Cheongju is home to the Cheongju Early Printing Museum, which opened in 1992 next to the site of the original temple (Heungdeok) where Jikji was first printed. The museum was designed, Silverman said, to answer the question “How will you take care of Jikji?”

Silverman said he left Cheongju with “an obligation to come back to America and talk about it, because it just seemed like I got cheated. People ought to know that this is the story.”

There’s a story behind why Jikji isn’t as recognized as the Gutenberg Bible. Much of it involves the lack of accessibility of the one original copy of Jikji.

The story goes that the book was taken from Korea by a French diplomat, Victor Collin de Plancy, in the early 1900s, was bought by a collector in 1911, and was donated in 1950 to the Bibliothèque de national Française — the National Library of France. The library hasn’t displayed its copy of Jikji since the early 1970s.

The French and South Korean governments have contested the proper place for the book for years. In 1989, French President François Mitterand offered to send Jikji to Korea, if the Koreans agreed to import French high-speed rail technology; the deal reportedly broke down when the library’s staff objected.

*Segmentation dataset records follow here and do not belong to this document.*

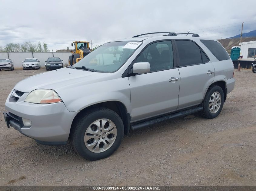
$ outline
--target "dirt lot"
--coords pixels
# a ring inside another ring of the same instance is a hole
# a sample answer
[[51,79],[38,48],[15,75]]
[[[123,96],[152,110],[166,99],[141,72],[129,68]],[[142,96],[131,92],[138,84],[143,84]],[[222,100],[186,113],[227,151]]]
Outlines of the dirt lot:
[[[0,110],[17,82],[44,72],[0,72]],[[256,75],[243,70],[235,77],[218,117],[196,115],[131,132],[97,161],[70,144],[38,144],[8,129],[0,114],[0,185],[256,185]],[[243,145],[224,145],[234,144]]]

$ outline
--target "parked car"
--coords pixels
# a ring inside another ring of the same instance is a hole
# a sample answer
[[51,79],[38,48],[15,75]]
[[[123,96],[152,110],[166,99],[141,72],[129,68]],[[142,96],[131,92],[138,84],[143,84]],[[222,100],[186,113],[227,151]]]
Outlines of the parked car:
[[46,67],[46,70],[54,70],[63,68],[63,63],[58,57],[50,57],[45,60],[45,66]]
[[22,66],[23,70],[40,69],[41,68],[40,61],[35,58],[26,58],[22,62],[23,63]]
[[94,160],[112,154],[130,130],[197,112],[218,116],[235,81],[223,47],[197,34],[147,34],[106,43],[73,66],[20,82],[5,103],[8,126],[45,145],[70,138]]
[[0,71],[5,69],[14,70],[14,65],[13,64],[13,62],[11,59],[0,59]]

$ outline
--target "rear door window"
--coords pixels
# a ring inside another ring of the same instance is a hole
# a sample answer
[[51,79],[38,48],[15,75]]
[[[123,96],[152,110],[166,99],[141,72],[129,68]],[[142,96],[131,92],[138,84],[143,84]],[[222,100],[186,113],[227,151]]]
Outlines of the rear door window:
[[146,62],[150,64],[150,72],[173,67],[173,54],[171,41],[158,42],[151,44],[141,53],[137,62]]
[[218,60],[225,60],[230,59],[228,53],[218,42],[211,40],[200,40],[200,41]]
[[194,42],[190,40],[176,40],[181,66],[203,63],[201,50]]

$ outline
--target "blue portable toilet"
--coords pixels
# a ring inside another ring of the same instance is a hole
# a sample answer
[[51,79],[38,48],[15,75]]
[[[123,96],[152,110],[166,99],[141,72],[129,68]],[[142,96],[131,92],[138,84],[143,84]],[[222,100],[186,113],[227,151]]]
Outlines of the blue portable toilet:
[[230,57],[232,60],[236,60],[240,56],[241,46],[233,46],[231,48]]

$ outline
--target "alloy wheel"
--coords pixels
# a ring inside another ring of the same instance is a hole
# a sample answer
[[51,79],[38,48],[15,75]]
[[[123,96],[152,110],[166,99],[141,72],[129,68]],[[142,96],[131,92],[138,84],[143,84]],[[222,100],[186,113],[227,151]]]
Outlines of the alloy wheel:
[[98,119],[87,128],[85,134],[85,144],[90,151],[104,152],[113,145],[117,133],[116,127],[112,121],[106,119]]
[[219,110],[221,104],[221,96],[218,92],[214,92],[211,96],[209,100],[209,108],[210,112],[215,113]]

Last November, a French cultural minister said her government would consider lending Jikji to South Korea — on the condition that the Korean government not attempt to seize the book and keep it there forever.

Silverman is adamant that he wants both France and South Korea involved in the project he’s leading — but he also noted, “there isn’t a Western intellectual position that doesn’t think there’s a superiority.”

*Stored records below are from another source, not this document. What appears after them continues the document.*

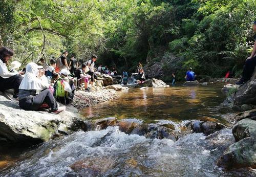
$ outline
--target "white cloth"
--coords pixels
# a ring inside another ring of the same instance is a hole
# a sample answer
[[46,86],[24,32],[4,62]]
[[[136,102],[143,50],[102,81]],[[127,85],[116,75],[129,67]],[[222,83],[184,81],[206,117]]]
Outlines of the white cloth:
[[102,70],[102,67],[98,67],[98,72],[101,73],[101,70]]
[[90,60],[87,63],[87,65],[93,70],[93,69],[94,68],[94,62],[93,62],[92,60]]
[[49,67],[47,69],[47,70],[50,71],[51,73],[52,73],[52,71],[55,70],[55,69],[54,69],[54,67],[53,67],[53,66]]
[[48,88],[49,84],[45,75],[42,76],[40,79],[37,78],[38,68],[37,64],[33,62],[27,64],[25,75],[19,85],[19,89],[41,91]]
[[12,76],[16,75],[16,73],[11,73],[8,71],[8,69],[5,63],[0,59],[0,76],[3,78],[8,78]]

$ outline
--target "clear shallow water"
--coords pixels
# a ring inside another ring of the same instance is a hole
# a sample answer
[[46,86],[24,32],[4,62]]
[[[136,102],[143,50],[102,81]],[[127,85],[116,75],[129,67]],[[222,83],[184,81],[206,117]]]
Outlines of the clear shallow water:
[[[174,125],[177,130],[193,119],[224,122],[222,115],[230,110],[220,105],[226,97],[221,88],[131,90],[82,113],[93,119],[114,116],[157,121]],[[117,126],[110,126],[77,132],[28,150],[0,148],[0,176],[255,176],[251,169],[225,171],[217,166],[220,156],[233,141],[230,129],[208,137],[192,134],[174,142],[126,135]]]
[[[27,152],[26,160],[3,176],[253,176],[253,171],[225,172],[216,165],[222,147],[233,142],[230,130],[207,138],[193,134],[174,142],[128,135],[118,127],[77,132]],[[218,143],[216,142],[218,142]]]
[[147,122],[208,117],[224,121],[221,114],[227,110],[220,106],[226,97],[223,85],[131,89],[112,101],[85,108],[82,114],[91,119],[135,118]]

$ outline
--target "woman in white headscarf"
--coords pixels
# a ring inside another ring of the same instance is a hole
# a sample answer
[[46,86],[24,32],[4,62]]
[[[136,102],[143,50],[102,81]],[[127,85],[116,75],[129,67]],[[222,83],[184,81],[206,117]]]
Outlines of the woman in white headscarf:
[[64,110],[65,107],[58,108],[44,74],[41,66],[33,62],[27,65],[25,77],[19,87],[19,106],[25,109],[37,110],[46,103],[52,113],[58,114]]

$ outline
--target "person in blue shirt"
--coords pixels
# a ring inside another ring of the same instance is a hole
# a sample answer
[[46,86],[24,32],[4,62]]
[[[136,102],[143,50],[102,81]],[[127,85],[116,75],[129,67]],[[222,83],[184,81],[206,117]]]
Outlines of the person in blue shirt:
[[[252,29],[256,33],[256,21],[252,23]],[[245,60],[245,64],[243,71],[243,75],[240,80],[236,82],[237,85],[241,85],[246,82],[251,78],[253,71],[256,67],[256,34],[254,36],[254,44],[251,55]]]
[[192,68],[189,68],[188,71],[186,73],[185,79],[186,79],[186,80],[187,81],[193,81],[195,80],[195,73],[192,71]]

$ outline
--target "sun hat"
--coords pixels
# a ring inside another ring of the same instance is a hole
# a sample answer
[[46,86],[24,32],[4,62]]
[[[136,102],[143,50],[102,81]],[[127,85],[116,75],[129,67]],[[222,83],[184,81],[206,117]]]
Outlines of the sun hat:
[[59,72],[59,74],[64,75],[65,76],[68,76],[68,75],[70,74],[70,72],[67,69],[62,69]]
[[22,63],[17,61],[14,61],[11,63],[10,66],[10,70],[12,70],[14,69],[17,69],[22,65]]

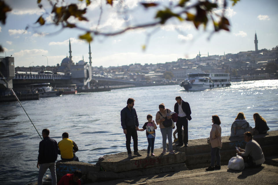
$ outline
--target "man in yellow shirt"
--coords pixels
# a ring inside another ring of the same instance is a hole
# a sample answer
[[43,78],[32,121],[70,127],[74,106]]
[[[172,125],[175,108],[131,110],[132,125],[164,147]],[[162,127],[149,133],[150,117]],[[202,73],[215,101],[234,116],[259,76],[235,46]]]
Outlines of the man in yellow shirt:
[[79,161],[75,152],[78,151],[78,147],[74,142],[69,139],[69,134],[64,132],[62,135],[62,140],[58,143],[58,154],[61,155],[62,160]]

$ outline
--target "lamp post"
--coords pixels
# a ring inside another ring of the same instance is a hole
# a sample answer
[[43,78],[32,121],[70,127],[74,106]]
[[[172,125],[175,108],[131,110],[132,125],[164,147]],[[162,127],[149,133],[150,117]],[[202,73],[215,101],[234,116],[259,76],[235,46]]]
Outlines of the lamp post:
[[47,57],[46,56],[45,56],[45,55],[43,55],[43,56],[45,56],[45,57],[46,57],[46,59],[47,60],[47,66],[48,66],[48,58],[47,58]]
[[31,74],[31,68],[30,67],[30,66],[31,65],[31,64],[32,64],[32,63],[34,63],[34,62],[32,62],[30,63],[30,64],[29,64],[29,68],[30,68],[30,74]]

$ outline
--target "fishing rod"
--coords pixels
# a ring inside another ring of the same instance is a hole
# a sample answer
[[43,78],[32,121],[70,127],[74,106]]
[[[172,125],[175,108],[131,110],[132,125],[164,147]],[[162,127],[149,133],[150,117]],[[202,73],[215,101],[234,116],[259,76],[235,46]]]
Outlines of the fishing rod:
[[11,87],[11,86],[10,86],[10,85],[9,84],[9,83],[6,79],[6,78],[5,77],[4,77],[4,75],[3,75],[3,74],[2,74],[2,73],[1,72],[1,71],[0,71],[0,74],[1,74],[1,75],[2,76],[2,77],[4,79],[4,81],[5,81],[5,82],[6,82],[6,83],[8,85],[8,86],[9,86],[9,87],[10,88],[10,90],[11,90],[11,91],[12,91],[13,94],[14,96],[14,97],[15,97],[15,99],[17,99],[17,101],[18,102],[18,103],[19,103],[19,104],[20,104],[20,105],[21,106],[21,107],[23,109],[23,110],[24,110],[24,112],[25,112],[25,114],[26,114],[26,115],[27,115],[27,116],[28,117],[28,118],[29,118],[29,119],[30,120],[30,121],[31,122],[31,123],[32,123],[32,125],[33,125],[33,126],[34,127],[34,128],[35,129],[36,129],[36,131],[37,131],[37,132],[38,132],[39,135],[40,136],[40,137],[41,138],[41,140],[43,140],[43,138],[41,138],[41,135],[40,134],[40,133],[39,133],[38,132],[38,130],[37,130],[37,129],[36,127],[35,126],[35,125],[34,125],[34,124],[33,123],[32,120],[31,120],[30,117],[29,117],[28,114],[27,113],[27,112],[26,112],[26,111],[25,111],[25,110],[24,109],[23,106],[22,106],[22,104],[21,104],[21,103],[20,103],[20,101],[19,101],[19,100],[18,99],[18,98],[17,97],[17,95],[15,94],[15,93],[14,93],[14,90],[12,90],[12,88]]

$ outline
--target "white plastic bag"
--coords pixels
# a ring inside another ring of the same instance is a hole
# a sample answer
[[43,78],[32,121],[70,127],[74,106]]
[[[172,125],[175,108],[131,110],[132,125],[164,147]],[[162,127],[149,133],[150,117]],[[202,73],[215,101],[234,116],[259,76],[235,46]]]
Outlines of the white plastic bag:
[[228,168],[230,170],[242,170],[245,167],[243,158],[237,153],[236,157],[233,157],[229,161]]

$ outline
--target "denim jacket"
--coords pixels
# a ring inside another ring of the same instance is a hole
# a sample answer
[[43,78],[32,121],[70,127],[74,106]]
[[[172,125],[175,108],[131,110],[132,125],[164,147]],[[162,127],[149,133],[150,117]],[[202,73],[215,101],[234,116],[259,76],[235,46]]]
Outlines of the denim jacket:
[[121,124],[122,129],[127,129],[127,127],[139,126],[139,122],[135,109],[131,108],[131,110],[127,106],[121,111]]

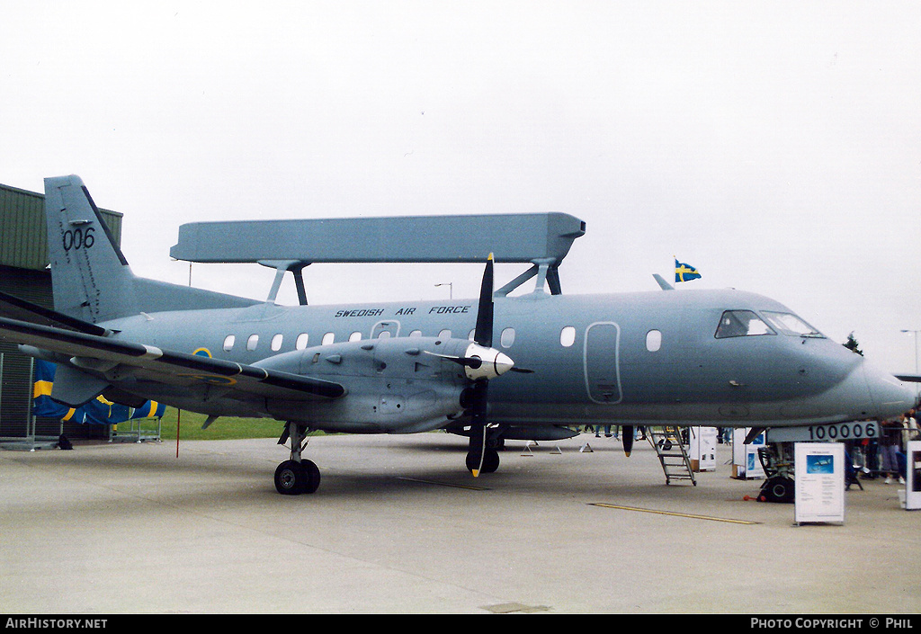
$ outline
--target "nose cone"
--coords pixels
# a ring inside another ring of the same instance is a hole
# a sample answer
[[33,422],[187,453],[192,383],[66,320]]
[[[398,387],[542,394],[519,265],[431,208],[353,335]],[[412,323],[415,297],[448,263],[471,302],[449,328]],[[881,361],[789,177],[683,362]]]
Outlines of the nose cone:
[[904,414],[915,405],[915,388],[902,382],[889,372],[864,365],[867,387],[876,405],[876,418],[891,418]]

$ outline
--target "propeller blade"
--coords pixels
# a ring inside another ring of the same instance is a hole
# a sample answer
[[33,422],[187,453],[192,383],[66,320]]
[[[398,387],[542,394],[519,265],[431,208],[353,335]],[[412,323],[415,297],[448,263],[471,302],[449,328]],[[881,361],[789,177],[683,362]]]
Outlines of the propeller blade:
[[624,439],[624,452],[628,456],[633,451],[633,436],[634,428],[633,425],[624,425],[621,428],[621,438]]
[[480,287],[480,306],[476,312],[473,341],[484,347],[493,346],[493,254],[486,258],[486,270]]

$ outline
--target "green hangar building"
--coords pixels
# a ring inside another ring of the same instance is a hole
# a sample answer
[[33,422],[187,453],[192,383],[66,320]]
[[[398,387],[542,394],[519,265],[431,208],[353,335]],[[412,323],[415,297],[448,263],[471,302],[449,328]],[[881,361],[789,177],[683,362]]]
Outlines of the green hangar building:
[[[49,270],[45,197],[0,184],[0,291],[52,309]],[[122,242],[122,214],[100,209],[117,244]],[[0,342],[0,439],[57,437],[59,420],[32,417],[33,362],[13,344]],[[63,423],[68,437],[108,437],[104,426]]]

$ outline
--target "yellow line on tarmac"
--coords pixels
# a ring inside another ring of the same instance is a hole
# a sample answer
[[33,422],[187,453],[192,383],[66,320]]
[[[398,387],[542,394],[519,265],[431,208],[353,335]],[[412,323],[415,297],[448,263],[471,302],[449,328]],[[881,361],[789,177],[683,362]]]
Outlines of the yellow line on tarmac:
[[417,477],[397,477],[398,480],[407,480],[408,482],[420,482],[424,485],[437,485],[438,487],[453,487],[454,488],[469,488],[472,491],[488,491],[485,487],[472,487],[471,485],[457,485],[453,482],[438,482],[437,480],[420,480]]
[[605,504],[603,502],[590,502],[589,506],[599,506],[602,509],[619,509],[620,511],[637,511],[643,513],[656,513],[657,515],[672,515],[674,517],[685,517],[691,520],[709,520],[711,522],[726,522],[730,524],[753,525],[760,522],[749,522],[748,520],[729,520],[723,517],[710,517],[708,515],[694,515],[691,513],[676,513],[671,511],[656,511],[655,509],[640,509],[634,506],[619,506],[617,504]]

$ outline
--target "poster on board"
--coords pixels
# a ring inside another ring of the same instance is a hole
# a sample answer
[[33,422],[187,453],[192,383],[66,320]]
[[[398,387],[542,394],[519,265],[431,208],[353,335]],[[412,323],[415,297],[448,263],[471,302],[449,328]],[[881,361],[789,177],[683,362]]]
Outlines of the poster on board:
[[905,511],[917,511],[921,509],[921,440],[909,440],[905,452]]
[[797,523],[844,522],[845,446],[797,442],[794,447]]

What Silverman said he and the other scholars are most particularly interested in are the printing methods used to create Jikji — notably, metal type.

“The curious thing for me [is] it’s printed the next year as a woodblock printed book,” Silverman said. “Woodblocks and type are used for different purposes, and making metal type is really complicated.”

The book was printed using Chinese characters that are quite intricate. (The precursor of today’s Korean alphabet wasn’t created until about 75 years later.) Woodblock type is easier to duplicate, he said, much like a modern-day photocopier, because the user can reference it and use it again and again.

Over the next five years, the collaborative project will hold a scholarly symposium at the Library of Congress, and publish a 400-page catalog that will delve into type casting, ink, paper and bookbinding, along with patterns of book distribution in Asia. The hope is that in 2027 — the 650th anniversary of Jikji’s printing — the project will bring an international exhibit to nine research libraries in the United States, and 34 more in 14 other countries.

Part of the project is to compare Jikji and Gutenberg, to see how the Korean and European printers of the 14th and 15th centuries differed in binding, ink, and other aspects of printing.

“The cultural advance of humanity is tied up in this investigation,” Silverman explains. “We want to save ideas as a species because we love the idea of advancement. We want to make it better for the next generation.”